Kruimelpad
Informatienota 1990/15: - Toepassing van art. 63, 2de lid G.W. - Rustpensioen dat niet hoger is dan het gewaarborgd inkomen voor bejaarden.
Tekst
Bij toepassing van art. 63, 2e lid G.W. betreffende de kinderbijslag voor werknemers mag het in art. 63, 1e lid, 2° G.W. bedoelde arbeidsongeschikt kind, o.m. geen rustpensioen genieten dat hoger is dan het gewaarborgd inkomen voor bejaarden, behalve indien dit pensioen voortvloeit uit een tewerkstelling of een toestand bedoeld in art. 63, eerste lid, 2°, onder b tot g.
Een kinderbijslagfonds stelt de vraag welke het grensbedrag is van het gewaarborgd inkomen voor bejaarden dat bedoeld wordt in art. 63 G.W. aangezien er verschillende bedragen zijn, naargelang de gezinstoestand en het al dan niet bestaan van een handicap van minstens 65% bij één van of bij beide echtgenoten.
Uit inlichtingen ingewonnen bij de Rijksdienst voor Pensioenen (kenmerk: RVP/692/341/322/RMJ/5307/166) blijkt dat het gewaarborgd inkomen voor bejaarden samen met de eventuele andere pensioenvoordelen wordt uitgekeerd door middel van een enkele assignatie. Op de titel wordt geen vermelding aangebracht of er al dan niet een gewaarborgd inkomen is begrepen.

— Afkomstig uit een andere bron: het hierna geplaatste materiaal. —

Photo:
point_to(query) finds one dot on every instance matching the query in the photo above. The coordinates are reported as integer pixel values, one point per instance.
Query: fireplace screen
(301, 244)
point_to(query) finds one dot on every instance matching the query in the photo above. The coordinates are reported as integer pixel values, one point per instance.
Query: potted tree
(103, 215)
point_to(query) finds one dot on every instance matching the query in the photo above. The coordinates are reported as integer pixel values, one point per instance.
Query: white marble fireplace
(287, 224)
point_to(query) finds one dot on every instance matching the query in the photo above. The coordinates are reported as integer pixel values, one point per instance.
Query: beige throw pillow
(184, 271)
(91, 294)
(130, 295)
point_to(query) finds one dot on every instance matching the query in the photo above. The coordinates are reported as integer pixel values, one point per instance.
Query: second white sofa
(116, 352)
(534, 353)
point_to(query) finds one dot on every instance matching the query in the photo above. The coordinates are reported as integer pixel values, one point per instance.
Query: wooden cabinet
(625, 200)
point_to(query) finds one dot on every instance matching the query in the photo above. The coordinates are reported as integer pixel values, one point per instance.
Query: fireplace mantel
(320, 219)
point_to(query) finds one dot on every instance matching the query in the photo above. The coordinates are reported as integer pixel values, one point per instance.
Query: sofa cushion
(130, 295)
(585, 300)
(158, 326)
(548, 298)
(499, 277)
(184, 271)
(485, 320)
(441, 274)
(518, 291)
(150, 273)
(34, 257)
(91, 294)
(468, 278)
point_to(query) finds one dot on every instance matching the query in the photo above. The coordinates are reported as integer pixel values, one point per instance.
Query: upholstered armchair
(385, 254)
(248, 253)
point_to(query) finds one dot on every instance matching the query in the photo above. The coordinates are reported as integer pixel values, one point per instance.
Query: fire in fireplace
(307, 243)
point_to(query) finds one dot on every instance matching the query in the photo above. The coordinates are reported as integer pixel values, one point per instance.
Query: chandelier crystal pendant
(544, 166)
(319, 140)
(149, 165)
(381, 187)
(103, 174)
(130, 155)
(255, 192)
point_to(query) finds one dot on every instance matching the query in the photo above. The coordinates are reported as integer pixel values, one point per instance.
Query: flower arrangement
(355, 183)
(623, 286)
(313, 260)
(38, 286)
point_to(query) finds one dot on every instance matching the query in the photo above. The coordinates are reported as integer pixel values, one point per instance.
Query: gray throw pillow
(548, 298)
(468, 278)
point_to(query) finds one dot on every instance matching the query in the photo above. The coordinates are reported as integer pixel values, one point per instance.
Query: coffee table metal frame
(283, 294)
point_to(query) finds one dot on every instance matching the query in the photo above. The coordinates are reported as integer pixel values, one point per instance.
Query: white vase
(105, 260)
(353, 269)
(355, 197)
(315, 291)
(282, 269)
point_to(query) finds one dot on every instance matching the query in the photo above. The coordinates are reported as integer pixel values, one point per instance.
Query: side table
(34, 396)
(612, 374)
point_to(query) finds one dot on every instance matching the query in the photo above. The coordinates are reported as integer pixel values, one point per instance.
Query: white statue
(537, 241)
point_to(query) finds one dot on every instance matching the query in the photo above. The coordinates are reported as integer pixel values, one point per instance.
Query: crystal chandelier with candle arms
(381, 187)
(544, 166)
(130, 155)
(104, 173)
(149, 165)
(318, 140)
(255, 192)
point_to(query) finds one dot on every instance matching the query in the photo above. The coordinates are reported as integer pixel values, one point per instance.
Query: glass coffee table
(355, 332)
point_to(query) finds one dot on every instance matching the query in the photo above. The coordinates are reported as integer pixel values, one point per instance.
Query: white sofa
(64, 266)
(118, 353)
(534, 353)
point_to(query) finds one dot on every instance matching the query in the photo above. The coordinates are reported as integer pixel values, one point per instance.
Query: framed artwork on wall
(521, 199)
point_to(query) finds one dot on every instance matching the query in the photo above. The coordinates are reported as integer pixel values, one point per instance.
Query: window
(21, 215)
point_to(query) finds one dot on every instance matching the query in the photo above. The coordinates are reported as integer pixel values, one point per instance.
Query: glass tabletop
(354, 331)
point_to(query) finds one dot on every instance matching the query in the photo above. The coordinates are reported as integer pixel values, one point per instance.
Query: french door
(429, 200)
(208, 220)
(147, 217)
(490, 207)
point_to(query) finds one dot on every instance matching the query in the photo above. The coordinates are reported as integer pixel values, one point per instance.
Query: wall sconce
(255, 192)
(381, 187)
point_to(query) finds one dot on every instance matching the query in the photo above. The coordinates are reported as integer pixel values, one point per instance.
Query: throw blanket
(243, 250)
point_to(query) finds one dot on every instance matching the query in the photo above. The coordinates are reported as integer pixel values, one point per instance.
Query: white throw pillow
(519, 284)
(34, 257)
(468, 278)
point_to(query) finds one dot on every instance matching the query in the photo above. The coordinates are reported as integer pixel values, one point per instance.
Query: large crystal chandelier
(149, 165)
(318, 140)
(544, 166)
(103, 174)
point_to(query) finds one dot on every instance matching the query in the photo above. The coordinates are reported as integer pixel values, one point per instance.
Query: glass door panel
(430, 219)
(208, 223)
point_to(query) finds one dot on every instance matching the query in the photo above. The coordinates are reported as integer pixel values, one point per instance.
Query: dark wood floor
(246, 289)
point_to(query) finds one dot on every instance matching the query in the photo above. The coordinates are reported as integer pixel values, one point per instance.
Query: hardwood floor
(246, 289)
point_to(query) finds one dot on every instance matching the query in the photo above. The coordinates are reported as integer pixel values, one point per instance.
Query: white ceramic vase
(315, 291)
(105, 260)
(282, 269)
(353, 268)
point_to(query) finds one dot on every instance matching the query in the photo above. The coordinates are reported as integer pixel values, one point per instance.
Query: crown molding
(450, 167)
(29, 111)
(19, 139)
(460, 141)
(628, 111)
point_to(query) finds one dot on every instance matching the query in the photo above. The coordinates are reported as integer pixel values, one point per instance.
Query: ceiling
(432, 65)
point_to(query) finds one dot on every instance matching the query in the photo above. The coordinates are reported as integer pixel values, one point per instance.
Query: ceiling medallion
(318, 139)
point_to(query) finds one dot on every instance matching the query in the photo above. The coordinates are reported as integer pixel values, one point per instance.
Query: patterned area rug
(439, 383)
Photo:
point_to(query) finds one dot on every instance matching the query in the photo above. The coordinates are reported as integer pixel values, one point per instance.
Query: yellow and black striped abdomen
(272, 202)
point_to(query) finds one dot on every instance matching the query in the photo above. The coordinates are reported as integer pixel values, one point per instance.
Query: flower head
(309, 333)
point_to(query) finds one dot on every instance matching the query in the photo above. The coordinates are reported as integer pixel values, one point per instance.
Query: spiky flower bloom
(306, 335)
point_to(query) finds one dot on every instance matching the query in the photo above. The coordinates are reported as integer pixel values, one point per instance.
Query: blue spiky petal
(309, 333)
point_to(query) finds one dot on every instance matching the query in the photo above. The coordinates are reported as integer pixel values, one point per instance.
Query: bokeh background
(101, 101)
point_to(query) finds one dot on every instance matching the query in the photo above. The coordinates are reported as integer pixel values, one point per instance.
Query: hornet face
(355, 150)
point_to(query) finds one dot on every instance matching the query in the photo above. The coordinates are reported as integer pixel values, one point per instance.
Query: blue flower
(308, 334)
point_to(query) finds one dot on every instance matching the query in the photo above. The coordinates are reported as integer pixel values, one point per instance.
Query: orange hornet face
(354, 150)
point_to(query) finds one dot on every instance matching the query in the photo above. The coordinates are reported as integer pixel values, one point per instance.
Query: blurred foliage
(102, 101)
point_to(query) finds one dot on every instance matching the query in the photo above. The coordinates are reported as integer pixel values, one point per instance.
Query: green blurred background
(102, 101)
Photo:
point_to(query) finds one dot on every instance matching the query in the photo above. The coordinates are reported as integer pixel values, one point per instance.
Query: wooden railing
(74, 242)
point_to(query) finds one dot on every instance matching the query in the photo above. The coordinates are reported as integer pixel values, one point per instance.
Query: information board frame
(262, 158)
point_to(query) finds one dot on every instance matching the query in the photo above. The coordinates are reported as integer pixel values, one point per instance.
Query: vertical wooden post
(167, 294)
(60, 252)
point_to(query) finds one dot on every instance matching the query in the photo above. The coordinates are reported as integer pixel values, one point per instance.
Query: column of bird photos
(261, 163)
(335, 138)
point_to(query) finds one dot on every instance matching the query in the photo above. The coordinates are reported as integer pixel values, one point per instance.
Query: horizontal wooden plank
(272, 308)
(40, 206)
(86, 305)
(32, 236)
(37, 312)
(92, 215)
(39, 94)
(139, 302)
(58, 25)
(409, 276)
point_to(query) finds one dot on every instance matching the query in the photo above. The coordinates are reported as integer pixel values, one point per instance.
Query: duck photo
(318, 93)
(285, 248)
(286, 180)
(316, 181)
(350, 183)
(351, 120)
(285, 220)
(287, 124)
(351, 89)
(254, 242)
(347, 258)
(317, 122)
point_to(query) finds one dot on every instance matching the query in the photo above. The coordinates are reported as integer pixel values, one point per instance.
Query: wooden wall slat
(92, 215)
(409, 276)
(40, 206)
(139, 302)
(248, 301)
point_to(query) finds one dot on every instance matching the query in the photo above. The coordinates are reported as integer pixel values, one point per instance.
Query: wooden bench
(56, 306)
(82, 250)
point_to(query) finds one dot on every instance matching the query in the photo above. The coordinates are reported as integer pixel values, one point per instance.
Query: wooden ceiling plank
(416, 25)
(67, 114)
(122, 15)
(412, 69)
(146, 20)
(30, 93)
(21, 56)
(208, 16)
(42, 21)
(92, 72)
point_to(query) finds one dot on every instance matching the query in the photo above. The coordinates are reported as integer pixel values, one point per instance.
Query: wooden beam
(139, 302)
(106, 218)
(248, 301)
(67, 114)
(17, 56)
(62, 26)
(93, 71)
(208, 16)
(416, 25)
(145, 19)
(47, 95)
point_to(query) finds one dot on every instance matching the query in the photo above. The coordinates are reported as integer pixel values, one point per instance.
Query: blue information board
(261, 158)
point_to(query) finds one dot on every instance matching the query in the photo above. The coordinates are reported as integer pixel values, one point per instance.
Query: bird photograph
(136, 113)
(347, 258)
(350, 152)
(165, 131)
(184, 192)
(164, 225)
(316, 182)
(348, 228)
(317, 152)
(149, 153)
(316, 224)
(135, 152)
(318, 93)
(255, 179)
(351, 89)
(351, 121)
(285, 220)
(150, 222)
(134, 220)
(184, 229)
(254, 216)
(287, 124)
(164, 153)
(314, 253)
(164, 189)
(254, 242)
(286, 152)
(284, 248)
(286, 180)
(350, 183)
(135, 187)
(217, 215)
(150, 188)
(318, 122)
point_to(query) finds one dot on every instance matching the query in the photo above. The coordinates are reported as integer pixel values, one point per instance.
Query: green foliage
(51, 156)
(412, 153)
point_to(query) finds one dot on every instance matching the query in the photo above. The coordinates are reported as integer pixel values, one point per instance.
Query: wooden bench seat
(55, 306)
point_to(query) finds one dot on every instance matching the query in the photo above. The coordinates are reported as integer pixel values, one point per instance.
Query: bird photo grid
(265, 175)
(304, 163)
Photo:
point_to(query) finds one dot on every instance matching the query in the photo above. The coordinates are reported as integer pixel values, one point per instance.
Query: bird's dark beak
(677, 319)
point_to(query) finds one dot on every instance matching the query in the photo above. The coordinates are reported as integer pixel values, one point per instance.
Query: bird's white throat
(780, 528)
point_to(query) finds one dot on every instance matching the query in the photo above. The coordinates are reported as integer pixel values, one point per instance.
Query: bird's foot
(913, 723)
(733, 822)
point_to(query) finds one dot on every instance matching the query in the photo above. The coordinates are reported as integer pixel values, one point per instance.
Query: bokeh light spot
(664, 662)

Aangezien het bedrag van het gewaarborgd inkomen wordt verminderd met een bedrag gelijk aan 90% van de toegekende pensioenen is de som van de toegekende pensioenbedragen en het gedeeltelijk gewaarborgd inkomen voor bejaarden hoger dan het basisbedrag gewaarborgd inkomen voor bejaarden.
Het zijn dan ook de pensioendiensten in concreto die zullen moeten meedelen of de gehandicapte al dan niet een rustpensioen geniet dat hoger is dan het gewaarborgd inkomen voor bejaarden.
In geval van twijfel,is het dan ook aangeraden de pensioendiensten te raadplegen.